SVR has been associated with improved survival in patients with bridging fibrosis/cirrhosis who achieved SVR after treatment with both interferon regimens13,65 and DAAs.14,26,66 The Veterans Affairs system recently reported a 74% reduction in the risk of death in patients who achieved SVR compared to those who did not achieve SVR after multiple adjustments.66 In addition, large prospective studies have confirmed a reduction in mortality in patients with HCV-related cirrhosis. In both the French ANRS CO12 CirVir and ANRS CO22 Hepather cohorts,14,26 a decrease in all-cause mortality (HR 0.27; 95% CI 0.18–0.42 in the CirVir cohort; adjusted HR 0.48; 95% CI 0.33–0.70 in the Hepather cohort) was confirmed after adjustment for multiple confounders (age, gender, body mass index, geographical origin, infection route, fibrosis score, HCV treatment-naïve status, HCV genotype, alcohol consumption, diabetes, arterial hypertension, biological variables, and MELD score in patients with cirrhosis). Exposure to DAAs also impacted on non-liver-related mortality in the ANRS C022 Hepather cohort (HR 0.40; 95% CI 0.19–0.83).26
Diabetes
Several studies conducted in the interferon treatment era revealed an improvement in insulin resistance following HCV eradication.67,68 As a consequence, a reduction in the risk of type 2 diabetes was also reported.67 Similarly, exposure to DAAs seems to improve glycaemic control in patients with diabetes.69 Diabetes is one of the main clinical predictors of HCC in cirrhotic patients following SVR (Fig. 2C).14 Dedicated studies are needed to accurately assess the effects of SVR on the incidence of diabetes in patients and in particular to determine if better control of this condition is able to reduce the residual risk of HCC.
Cardiovascular events
HCV infection has been linked to numerous cardiovascular diseases.70,71 Even though the underlying mechanisms are not completely understood, the positive impact of viral eradication on cardiovascular diseases has been reported in various clinical settings.[72], [73], [74] More recently, in dedicated analyses performed in cirrhotic patients with a long prospective follow-up, SVR significantly and independently reduced the occurrence of major adverse cardiovascular events (MACEs) (HR 0.42; 95% CI 0.25–0.69).75 This effect was reported in patients treated with both interferon and DAA and was associated with improved outcomes, as cirrhotic patients who had experienced MACEs during follow-up had decreased survival (Fig. 2C).
Extrahepatic cancers
Extrahepatic cancers (EHCs) are frequent in cirrhotic patients with HCV infection. EHCs can be linked to the virus (lymphomas) or to high rates of comorbidities (excessive alcohol or tobacco consumption, metabolic syndrome) usually observed in these populations.76 Numerous studies have shown a decrease in the incidence of lymphomas following HCV eradication.77,78 In a recent study focusing on patients who achieved SVR and who were mostly free of cirrhosis, EHC was the second most frequent cause of death after complications associated with injected drugs.79 Recently, an increased age-adjusted incidence of EHC was reported in French patients with HCV cirrhosis compared with that in the general population (standardised mortality ratio [SMR] 1.31; 95% CI 1.04–1.64).80 This increase was even greater in those who had previously achieved SVR (SMR 1.57; 95% CI 1.08–2.22) (Fig. 2D). A diagnosis was made in younger patients, and EHC was the leading cause of mortality in cirrhotic patients who achieved an SVR, as a consequence of the competing risks of death highlighted by the benefits of SVR on liver-related complications. In these patients, past excessive alcohol intake and ongoing tobacco consumption were associated with oral cancer, while diabetes mellitus was associated with the occurrence of all EHCs following HCV clearance.
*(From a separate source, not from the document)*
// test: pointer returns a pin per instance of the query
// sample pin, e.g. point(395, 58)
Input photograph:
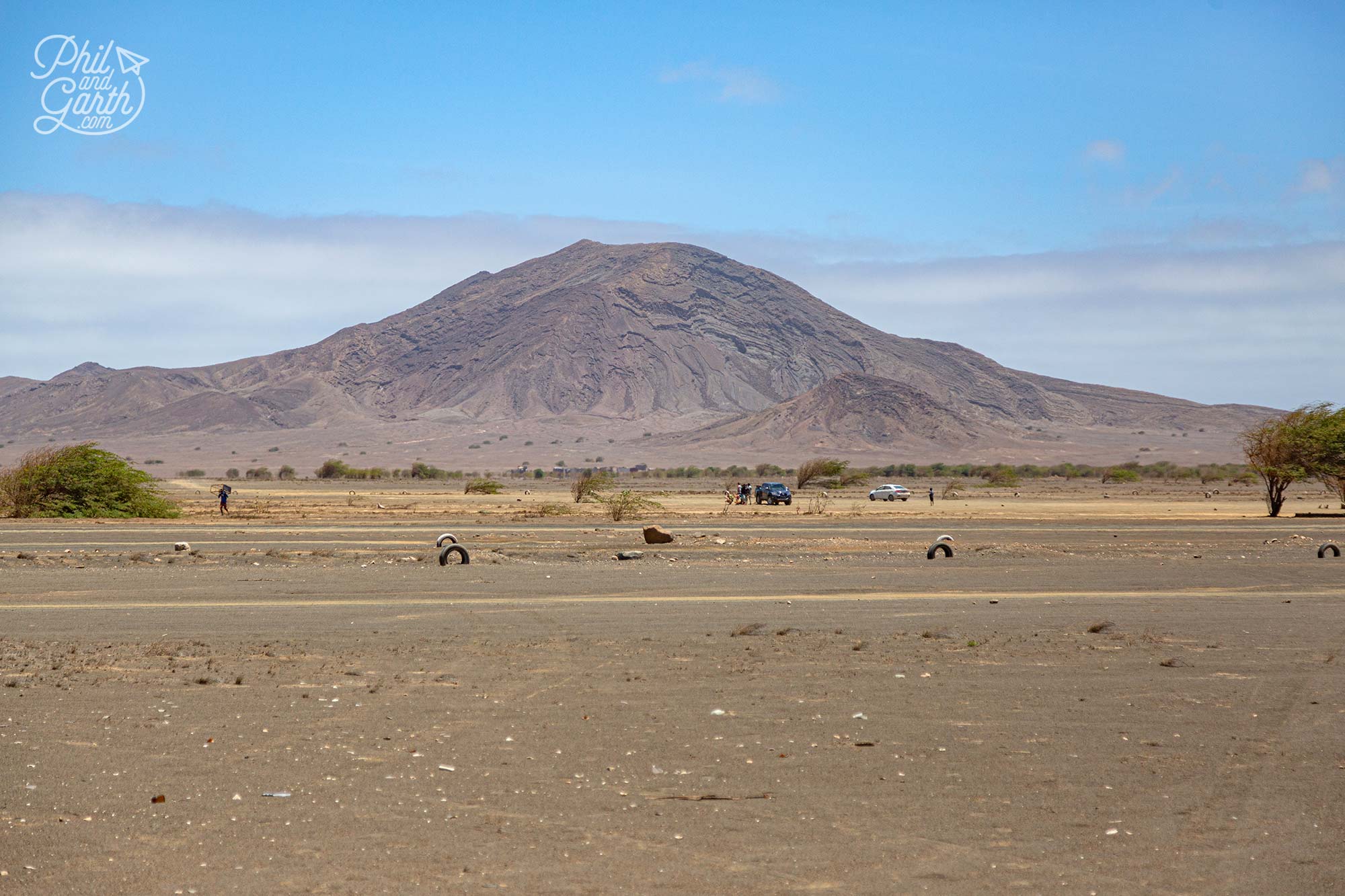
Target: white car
point(890, 493)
Surveillance of patients with pre-therapeutic advanced liver fibrosis or cirrhosis
The available guidelines do not provide specific recommendations for the management of cirrhotic patients who achieve SVR. The adaptation of surveillance modalities will be enhanced by the growth of this population and will require a longer follow-up or complete knowledge of the course of disease in the long term. Until then, we propose a pragmatic approach based on the available data and knowledge (Fig. 3), although limited, which may guide physicians in ensuring a safe and reasonable follow-up of their patients, based on the most frequent experiences they may face in routine practice. More importantly, improving patient education through intervention by trained personnel in a dedicated setting is pivotal. The use of modern tools, including websites, educational videos, and smartphone applications, must be encouraged. The involvement of patients in the decision-making process is the cornerstone of the improvement of compliance and surveillance, both of which have been shown to increase survival.81,82 Finally, the implication of primary care providers could also strengthen compliance to surveillance programmes when simple and succinct guidelines become available.
HCC surveillance
Is HCC surveillance recommended for all patients with chronic advanced liver disease who achieve SVR?
All guidelines endorse the surveillance of patients with cirrhosis, regardless of the cause or its eventual treatment.6,9,10 The situation for patients with F3 fibrosis is more complex, as recommendations differ according to the guidelines. The AASLD HCV guidance statement recommends HCC surveillance in F3 stage patients and those who have achieved SVR,83 while the AASLD HCC guidance statement does not specifically and clearly address the issue of F3 patients.9 The EASL and ESMO HCC guidelines recommend the surveillance of all patients with F3 fibrosis,6,10 irrespective of the cause, and do not specifically address the issue of patients who have achieved HCV clearance. This issue is difficult to address because the evaluation of extensive fibrosis may not be reliable in numerous cases, leading to a high risk of misclassification or the underreporting of cirrhosis. Furthermore, despite viral clearance, patients with comorbidities are predisposed to ultimately develop cirrhosis following SVR, a fact which is highlighted by the longitudinal assessment of non-invasive tests in these patients.42 Overall, the difference between advanced fibrosis and cirrhosis is very small, and failing to recognise the transition between these 2 stages leads to the exclusion of some patients from surveillance programmes. For these reasons, a pragmatic suggestion is to maintain all F3 patients in HCC surveillance programmes until further scientific evidence is able to accurately define which subgroups of patients are unlikely to progress towards cirrhosis and/or HCC.
Should surveillance modalities differ from other causes of liver diseases?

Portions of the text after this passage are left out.